JAKARTA. Guna menyelesaikan konflik lahan, belasan petani anggota Serikat Petani Indonesia (SPI) asal Kabupaten Banjar Baru, Kalimantan Selatan (Kalsel) mengunjungi sekretariat Dewan Pengurus Pusat (DPP) Serikat Petani Indonesia (SPI) di Jakarta (16/04).
Dalam diskusi dengan Ketua Umum SPI Henry Saragih, para petani asal Desa Banjar Baru ini membawa tiga kasus konflik lahan. Pertama adalah konflik petani dengan pengembang kurang lebih 90 hektar di Desa Sukamaju Kabupaten Banjar Baru Kalsel; kedua konflik dengan Hutan Tanaman Industri (HTI) seluas 13 desa kira-kira 3.000 hektar; dan yang ketiga adalah masyarakat adat meminta sertifikat komunal karena khawatir tanah ulayat akan dijadikan pertambangan atau perkebunan.
“Kami sering mendapat ancaman, bahkan Ketua RT pernah diancam dengan golok dan dipukuli oleh preman. Sedangkan mengenai konflik dengan HTI, kami melihat sangat rumit karena hasil dari penelusuran beberapa subkontraktor milik kerabat dekat dari pejabat daerah,” kata salah seorang petani.
Menanggapi hal ini, Henry Saragih menjelaskan, pengakuan tanah ada dua jenis, pertama dari pemerintah, kedua dari masyarakat adat.

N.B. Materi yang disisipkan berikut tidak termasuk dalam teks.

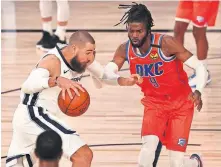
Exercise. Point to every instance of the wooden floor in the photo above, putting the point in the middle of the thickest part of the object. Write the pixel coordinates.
(115, 113)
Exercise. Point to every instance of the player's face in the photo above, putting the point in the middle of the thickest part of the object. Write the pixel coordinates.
(137, 34)
(84, 57)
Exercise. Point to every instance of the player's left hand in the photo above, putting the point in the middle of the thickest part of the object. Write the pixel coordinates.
(137, 78)
(196, 98)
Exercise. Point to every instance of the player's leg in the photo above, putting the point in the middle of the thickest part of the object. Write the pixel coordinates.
(157, 153)
(74, 149)
(183, 17)
(201, 19)
(62, 21)
(177, 134)
(45, 42)
(152, 131)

“Mengenai sertifikat komunal, saat kita audiensi dengan Menteri Agraria dan Tata Ruang mengusulkan untuk lahan kolektif diberikan sertifikat kolektif bukan individu. Pilihannya tergantung pada kondisi, jika memungkinkan sertifikat komunal dikeluarkan maka perjuangkan, jika tidak maka tanah tersebut tanah negara yang dikelola oleh petani untuk lahan pertanian,” jelas Henry.
Setelah berdiskusi, para petani Kalsel bersama DPP SPI bergegas menuju Kementerian Agraria dan Tata Ruang guna menyerahkan draft pengaduan dan laporan konflik.